We have many interesting architectural features. Sherman burned Main Street (and did he ever! The pictures are really something else!) but we have other antebellum areas, along with some older buildings and charming early-20th-century bungalow neighborhoods.
Some highlights I’d reccommend:
South Carolina State House: There are people who say our State House would be the coolest in the land if the original plans, which included a square tower instead of a boring old cupola, had been followed. (These people tend to be from here, though.) The building was begun before the Civil War and was unfinished by the time Sherman showed up. You can see the stars on the wall and floors to mark the locations of the cannonball hits. It sustained a lot of damage in the fire but was fixed and finished in 1891. It has recently been restored and is a nice thing to visit. (Okay, and it has the damned flag in front of it still, but you don’t have to look at that.)
Robert Mills House: Robert Mills designed plenty of things you’ve heard of, including the Washington Monument. Other Robert Mills buildings in the area include the state mental hospital, which is a very lovely building that I’ve been told is carefully designed to have no windows through which you can see the full moon. His home is Classical Revival circa 1823 and in a little district of historical homes including the Woodrow Wilson Boyhood Home, Hampton-Preston Mansion, and Mann-Simons Cottage. They are all well-preserved and very interesting.

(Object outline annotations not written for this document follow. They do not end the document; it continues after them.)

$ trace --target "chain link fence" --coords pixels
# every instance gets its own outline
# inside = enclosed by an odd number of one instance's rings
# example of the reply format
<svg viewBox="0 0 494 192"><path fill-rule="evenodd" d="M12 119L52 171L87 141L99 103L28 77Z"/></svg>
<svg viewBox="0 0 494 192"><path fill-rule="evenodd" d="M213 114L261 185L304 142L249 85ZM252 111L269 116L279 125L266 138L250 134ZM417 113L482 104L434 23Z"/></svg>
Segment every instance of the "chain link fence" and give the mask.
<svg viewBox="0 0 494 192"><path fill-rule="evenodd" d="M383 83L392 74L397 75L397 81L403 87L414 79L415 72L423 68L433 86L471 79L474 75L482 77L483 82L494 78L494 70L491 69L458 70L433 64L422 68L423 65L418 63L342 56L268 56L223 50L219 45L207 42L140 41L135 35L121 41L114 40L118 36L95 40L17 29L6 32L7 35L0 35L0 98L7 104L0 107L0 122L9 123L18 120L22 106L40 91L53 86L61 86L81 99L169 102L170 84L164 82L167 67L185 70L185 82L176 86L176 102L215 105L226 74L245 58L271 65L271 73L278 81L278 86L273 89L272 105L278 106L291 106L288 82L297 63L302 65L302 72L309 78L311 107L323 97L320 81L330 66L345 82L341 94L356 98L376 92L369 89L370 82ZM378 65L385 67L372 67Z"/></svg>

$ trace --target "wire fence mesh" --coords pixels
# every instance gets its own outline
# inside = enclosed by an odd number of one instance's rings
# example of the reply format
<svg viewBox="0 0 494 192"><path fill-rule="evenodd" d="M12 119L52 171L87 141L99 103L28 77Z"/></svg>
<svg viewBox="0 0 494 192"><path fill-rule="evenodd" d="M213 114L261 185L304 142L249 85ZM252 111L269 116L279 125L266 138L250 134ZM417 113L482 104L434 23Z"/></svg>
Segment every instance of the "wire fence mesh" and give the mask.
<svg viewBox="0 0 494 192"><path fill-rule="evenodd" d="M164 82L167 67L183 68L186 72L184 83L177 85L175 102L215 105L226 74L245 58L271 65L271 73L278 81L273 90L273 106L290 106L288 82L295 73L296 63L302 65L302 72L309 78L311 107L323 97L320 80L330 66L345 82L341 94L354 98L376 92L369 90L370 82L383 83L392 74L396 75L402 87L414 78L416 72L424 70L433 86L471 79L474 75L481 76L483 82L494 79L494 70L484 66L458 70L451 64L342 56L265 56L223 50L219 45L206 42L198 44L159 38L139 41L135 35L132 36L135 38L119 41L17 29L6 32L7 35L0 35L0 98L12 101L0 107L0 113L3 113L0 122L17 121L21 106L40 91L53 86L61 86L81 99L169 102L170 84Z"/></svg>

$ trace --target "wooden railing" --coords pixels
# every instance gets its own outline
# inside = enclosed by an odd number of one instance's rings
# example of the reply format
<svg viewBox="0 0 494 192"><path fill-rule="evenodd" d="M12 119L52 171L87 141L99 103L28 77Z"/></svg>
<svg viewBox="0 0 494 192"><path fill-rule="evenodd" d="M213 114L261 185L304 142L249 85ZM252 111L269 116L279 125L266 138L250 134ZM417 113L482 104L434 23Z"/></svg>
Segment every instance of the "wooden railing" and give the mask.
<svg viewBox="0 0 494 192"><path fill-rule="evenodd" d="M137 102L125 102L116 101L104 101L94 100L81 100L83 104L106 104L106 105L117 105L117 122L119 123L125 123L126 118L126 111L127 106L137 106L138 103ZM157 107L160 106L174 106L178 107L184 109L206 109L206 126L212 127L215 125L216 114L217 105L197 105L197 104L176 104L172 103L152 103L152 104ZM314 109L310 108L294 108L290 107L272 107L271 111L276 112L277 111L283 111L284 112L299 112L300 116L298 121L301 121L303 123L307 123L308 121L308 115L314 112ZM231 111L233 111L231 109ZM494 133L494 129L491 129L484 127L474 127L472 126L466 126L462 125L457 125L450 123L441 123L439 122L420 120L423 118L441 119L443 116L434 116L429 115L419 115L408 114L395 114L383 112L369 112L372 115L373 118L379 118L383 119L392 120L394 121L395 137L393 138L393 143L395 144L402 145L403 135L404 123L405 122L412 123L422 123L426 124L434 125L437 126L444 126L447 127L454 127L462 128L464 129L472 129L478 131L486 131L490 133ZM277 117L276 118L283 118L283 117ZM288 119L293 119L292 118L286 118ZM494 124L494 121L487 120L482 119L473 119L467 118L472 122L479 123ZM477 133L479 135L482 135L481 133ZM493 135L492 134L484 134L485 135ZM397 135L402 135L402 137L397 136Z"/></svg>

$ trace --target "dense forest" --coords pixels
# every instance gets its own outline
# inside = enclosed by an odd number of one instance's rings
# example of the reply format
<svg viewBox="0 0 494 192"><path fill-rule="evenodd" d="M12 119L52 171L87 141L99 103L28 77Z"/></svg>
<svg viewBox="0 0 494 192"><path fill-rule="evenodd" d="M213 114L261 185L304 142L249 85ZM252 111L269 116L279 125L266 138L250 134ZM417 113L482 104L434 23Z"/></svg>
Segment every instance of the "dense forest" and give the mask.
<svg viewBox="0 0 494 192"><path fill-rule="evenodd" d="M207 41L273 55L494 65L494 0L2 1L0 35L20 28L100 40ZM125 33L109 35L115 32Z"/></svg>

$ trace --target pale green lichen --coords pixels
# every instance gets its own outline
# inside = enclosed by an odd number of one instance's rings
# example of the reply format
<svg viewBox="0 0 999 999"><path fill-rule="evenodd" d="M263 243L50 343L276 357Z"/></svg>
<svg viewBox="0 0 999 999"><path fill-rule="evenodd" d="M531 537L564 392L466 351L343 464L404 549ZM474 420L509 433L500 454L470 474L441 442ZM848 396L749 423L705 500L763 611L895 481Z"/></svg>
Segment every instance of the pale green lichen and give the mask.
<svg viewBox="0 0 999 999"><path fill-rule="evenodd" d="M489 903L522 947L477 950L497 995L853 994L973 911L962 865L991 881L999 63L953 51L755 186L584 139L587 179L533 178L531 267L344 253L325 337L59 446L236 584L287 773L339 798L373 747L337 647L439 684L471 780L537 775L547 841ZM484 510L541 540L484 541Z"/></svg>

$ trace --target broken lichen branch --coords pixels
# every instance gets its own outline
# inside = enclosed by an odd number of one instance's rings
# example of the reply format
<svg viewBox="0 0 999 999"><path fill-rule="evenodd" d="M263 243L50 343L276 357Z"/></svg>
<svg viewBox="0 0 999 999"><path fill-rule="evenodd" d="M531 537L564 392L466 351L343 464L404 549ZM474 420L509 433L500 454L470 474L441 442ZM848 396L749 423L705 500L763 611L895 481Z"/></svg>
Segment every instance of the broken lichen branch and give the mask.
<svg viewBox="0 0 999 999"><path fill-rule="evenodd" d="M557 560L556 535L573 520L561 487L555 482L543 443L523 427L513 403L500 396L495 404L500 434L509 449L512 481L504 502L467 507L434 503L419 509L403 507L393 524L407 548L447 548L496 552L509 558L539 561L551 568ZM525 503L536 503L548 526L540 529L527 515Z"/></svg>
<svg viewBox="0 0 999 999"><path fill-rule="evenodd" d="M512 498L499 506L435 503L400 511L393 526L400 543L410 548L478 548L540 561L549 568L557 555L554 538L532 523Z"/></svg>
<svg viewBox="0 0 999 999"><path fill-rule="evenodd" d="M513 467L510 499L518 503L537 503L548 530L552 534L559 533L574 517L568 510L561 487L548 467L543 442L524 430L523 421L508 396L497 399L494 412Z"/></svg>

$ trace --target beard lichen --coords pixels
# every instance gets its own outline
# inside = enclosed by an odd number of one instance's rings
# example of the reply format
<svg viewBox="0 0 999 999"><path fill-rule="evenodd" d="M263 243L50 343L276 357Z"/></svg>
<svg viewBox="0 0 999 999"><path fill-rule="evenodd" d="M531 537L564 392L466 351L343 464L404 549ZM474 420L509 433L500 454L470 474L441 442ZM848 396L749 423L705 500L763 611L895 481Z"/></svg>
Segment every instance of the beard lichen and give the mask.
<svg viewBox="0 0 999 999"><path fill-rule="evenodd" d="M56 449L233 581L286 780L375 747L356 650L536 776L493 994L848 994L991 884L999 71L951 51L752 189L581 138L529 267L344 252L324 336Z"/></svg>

University of South Carolina: While the modern USC buildings are ugly as homemade sin, the older buildings of the core campus are old and lovely. A walking tour of the Horseshoe in nice weather is reccommended. It includes the South Caroliniana Library, currently the home of the larger library’s large South Carolina collection, built in 1840, which was the first freestanding college library in America and has always been a library in one shape or form. It has also been recently restored.
We also have more industrial buildings from the 19th century, some of which have been restored in various ways. They’re trying to save the Olympia Mill, which I think is by far the loveliest cotton mill in the world, but nothing so far has worked out. There is another cotton mill near downtown that they’ve turned into the State Museum, and it’s a nice old building and a great museum. The Confederate printing factory decayed and decayed while people argued over plans to save it, and finally a Publix bought it and put a grocery store in it. I wish somebody had put something in it that would have kept it more in its original state, but Publix did do a decent job, considering.
We have many residential neighborhoods that have loads and loads of bungalows from building booms in the 20’s and right after World War II. They are lovely neighborhoods with big trees and all these darling little houses that, while they might have started out very similar to one another, have been renovated and added onto and personalized so much that they’re almost too charming for words. I know when most people talk about “architecture” they mean big old or new public buildings, or mansions, but I just love our old historic neighborhoods to death. (In fact, I just bought one of those cute little houses!)
Anyway, there’s a lot to see in Columbia, and not all of it’s Civil War-related - not by half! Although if you want attractive modern buildings you should probably look elsewhere, because most of our modern architecture here was hit with the ugly stick.